The Restore Procedure:

  1. Stop the database if running and clear any files generated in the system keyspace.
  2. Create a new data directory.
  3. Read backup from storage unpacking it to the data directory.
  4. Update ownership of the restored files to the Cassandra user.

Additional Considerations:

Instances are created as single-node clusters. A restored instance should therefore belong to its own cluster as well. The original cluster name property has to be reset to match the new unique ID of the restored instance. This is to ensure that the restored instance is a part of a new single-node cluster rather than forming a one with the original node or other instances restored from the same backup. Cluster name is stored in the database and is required to match the configuration value. Cassandra fails to start otherwise.

A general ‘cluster_name’ reset procedure is:

  1. Update the name in the system keyspace table.
  2. Update the name in the configuration file.
  3. Restart the service.

The ‘superuser’ (“root”) password stored in the system keyspace needs to be reset before we can start up with restored data.

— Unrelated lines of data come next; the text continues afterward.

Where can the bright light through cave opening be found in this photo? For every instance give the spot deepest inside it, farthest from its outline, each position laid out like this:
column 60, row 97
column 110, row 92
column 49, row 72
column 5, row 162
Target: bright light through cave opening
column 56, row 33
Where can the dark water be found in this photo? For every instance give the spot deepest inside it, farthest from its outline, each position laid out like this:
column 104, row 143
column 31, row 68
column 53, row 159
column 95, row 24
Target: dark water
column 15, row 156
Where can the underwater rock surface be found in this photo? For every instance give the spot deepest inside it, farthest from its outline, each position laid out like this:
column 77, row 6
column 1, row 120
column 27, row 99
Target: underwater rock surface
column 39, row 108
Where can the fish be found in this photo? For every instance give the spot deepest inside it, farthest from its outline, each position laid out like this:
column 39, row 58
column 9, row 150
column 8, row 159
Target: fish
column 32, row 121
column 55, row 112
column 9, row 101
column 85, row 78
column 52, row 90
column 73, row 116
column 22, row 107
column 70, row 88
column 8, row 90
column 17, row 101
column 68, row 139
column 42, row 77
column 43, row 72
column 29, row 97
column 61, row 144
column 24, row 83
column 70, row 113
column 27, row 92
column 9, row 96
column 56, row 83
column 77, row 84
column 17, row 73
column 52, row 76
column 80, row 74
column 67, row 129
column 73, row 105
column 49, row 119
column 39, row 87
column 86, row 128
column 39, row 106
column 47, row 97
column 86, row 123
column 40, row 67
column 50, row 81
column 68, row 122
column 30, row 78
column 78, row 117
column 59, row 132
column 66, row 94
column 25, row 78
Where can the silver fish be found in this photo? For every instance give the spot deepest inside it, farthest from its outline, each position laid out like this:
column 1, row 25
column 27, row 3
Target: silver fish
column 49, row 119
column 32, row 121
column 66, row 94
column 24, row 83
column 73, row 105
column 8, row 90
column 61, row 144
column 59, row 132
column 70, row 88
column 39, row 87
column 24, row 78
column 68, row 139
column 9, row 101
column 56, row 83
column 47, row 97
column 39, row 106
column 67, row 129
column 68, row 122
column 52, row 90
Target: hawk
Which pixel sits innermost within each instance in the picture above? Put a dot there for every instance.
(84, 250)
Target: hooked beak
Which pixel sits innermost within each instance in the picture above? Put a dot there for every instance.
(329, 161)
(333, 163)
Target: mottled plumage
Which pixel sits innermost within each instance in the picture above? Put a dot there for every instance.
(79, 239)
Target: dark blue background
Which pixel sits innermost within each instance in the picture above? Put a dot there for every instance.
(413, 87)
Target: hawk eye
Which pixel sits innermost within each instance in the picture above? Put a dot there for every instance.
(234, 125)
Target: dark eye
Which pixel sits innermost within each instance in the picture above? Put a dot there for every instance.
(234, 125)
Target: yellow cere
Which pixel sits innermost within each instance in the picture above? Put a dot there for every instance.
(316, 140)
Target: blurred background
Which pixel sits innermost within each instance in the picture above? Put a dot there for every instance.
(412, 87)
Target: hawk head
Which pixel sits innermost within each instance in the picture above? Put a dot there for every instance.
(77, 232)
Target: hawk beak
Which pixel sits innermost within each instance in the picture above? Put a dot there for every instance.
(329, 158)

A general password reset procedure is:

  1. Disable user authentication and remote access.
  2. Restart the service.
  3. Update the password in the ‘system_auth.credentials’ table.
  4. Re-enable authentication and make the host reachable.
  5. Restart the service.

Alternatives

None

Implementation

Assignee(s)

Petr Malik <pmalik@tesora.com>

Milestones

Liberty-1

Work Items

  1. Implement functionality needed for resetting cluster name and superuser password.
  2. Implement backup/restore API calls.

Upgrade Implications

None

Dependencies

The patch set will be building on functionality implemented in blueprints: cassandra-database-user-functions [4] and cassandra-configuration-groups [5]

Testing

Unittests will be added to validate implemented functions and non-trivial codepaths. We do not implement functional tests as a part of this patch set.

Documentation Impact

The datastore documentation should be updated to reflect the enabled features. Also note the new configuration options - backup/restore namespaces and backup_strategy for Cassandra datastore.